Embracing Emotion Without Derailing Dialogue

Sue Cass, PublicEngagement

Pascal wrote, “The heart has reasons that the mind knows not of.” As human beings, we are emotional. We are passionate about all kinds of topics and therefore when we discuss policy and science and technology, we do so with our hearts as well as our brains . So trying to take out emotion and passion in public engagement, is not only impossible, it can also be counterproductive in the end. After all, emotions often arise because the issue touches on our values and to be sustainable, decisions need to consider alignment with values.
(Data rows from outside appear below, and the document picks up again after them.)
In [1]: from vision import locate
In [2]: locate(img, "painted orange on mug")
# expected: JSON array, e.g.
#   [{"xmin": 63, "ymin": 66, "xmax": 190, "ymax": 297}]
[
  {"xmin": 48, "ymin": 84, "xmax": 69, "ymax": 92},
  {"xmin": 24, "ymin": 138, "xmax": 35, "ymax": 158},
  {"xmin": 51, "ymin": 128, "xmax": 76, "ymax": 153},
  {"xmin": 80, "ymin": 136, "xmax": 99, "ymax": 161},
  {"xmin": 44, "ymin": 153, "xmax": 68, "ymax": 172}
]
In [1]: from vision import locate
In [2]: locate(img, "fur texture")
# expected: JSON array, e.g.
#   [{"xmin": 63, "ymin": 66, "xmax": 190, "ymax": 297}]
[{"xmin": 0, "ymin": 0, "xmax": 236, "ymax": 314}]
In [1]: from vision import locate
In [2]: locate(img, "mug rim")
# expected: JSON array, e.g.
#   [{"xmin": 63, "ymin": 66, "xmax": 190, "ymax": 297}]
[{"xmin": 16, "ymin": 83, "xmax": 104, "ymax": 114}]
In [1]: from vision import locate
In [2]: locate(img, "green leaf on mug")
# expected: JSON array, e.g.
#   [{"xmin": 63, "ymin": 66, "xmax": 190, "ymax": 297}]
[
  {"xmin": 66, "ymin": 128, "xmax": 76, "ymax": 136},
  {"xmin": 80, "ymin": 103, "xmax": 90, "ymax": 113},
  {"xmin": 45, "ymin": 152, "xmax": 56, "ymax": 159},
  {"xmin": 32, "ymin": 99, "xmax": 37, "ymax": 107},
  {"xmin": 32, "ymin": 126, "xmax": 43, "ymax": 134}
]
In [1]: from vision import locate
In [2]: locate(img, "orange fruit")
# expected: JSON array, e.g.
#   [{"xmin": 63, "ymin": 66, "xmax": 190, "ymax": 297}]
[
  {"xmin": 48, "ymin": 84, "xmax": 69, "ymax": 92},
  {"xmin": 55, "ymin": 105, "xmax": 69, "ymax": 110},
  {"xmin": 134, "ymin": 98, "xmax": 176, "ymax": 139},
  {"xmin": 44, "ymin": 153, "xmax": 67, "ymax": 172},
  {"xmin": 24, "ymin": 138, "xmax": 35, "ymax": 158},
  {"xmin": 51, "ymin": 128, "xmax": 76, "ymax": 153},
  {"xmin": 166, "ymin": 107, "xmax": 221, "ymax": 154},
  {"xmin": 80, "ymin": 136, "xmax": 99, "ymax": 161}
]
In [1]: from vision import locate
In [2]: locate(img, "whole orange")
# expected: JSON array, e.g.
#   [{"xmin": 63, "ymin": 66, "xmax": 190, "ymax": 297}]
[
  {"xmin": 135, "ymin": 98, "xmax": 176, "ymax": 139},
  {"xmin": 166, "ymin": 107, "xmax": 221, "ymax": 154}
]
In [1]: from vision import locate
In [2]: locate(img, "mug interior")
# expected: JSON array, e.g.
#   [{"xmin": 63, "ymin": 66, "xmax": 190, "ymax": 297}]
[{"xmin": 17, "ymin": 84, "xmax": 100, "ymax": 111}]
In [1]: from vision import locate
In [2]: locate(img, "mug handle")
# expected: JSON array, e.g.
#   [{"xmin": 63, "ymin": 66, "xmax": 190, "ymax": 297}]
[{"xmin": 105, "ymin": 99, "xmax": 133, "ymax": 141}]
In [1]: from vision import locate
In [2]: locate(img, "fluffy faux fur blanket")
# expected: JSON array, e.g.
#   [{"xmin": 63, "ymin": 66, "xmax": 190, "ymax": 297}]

So how can we allow room at the table for emotion without letting it overwhelm or derail the dialogue?

Often, we want to engage the public – but we don’t want to engage their emotions. Emotions can be messy! We try to minimize emotion, neutralize outrage, and control consent, but how do we do this when people are committed to an issue and very affected by its presence in their community?

For instance, Climate change is an issue that people are passionate or angry or scared about. In “Risk Communication, Public Engagement, and Climate Change: A Role for Emotions,” Sabine Roeser writes that “emotions are generally excluded from communication and political decision-making about risky technologies and climate change, or they are used instrumentally to create support for a position.” However, she adds, emotions may be the “missing link in effective communication,” and finally concludes that emotions are necessary for understanding the moral impact of risks of climate change, and provide motivation for people to change. We cannot and should not divorce feeling from societal issues like this, otherwise we may never achieve any action.

Neuroscientist Antonia Damasio writes in his seminal work on the subject, Descartes Error: Emotion, Reason, and the Human Brain, “The action of biological drives, body states and emotions may be an indispensable foundation for rationality.” That is, emotions are not in conflict with rationality, but rather support it. In turn, emotions can support rational dialogue on complex societal issues if and when we engage emotional intelligence.

We have to validate the role of emotions in engagement processes, as part of moving towards a durable solution. Divorcing our emotions from discussions on climate change, on projects affecting our communities and/or livelihoods, on initiatives that could impact our health or access to care – is not effective or productive. These issues are fundamentally “emotional.” When we recognize the role of emotions and validate feelings, we can open the door for that rational, productive discussion.

We are feeling beings; we are thinking beings. But we’re often both at the same time! Effective public engagement requires that we address communities holistically. There is room for emotion. There has to be.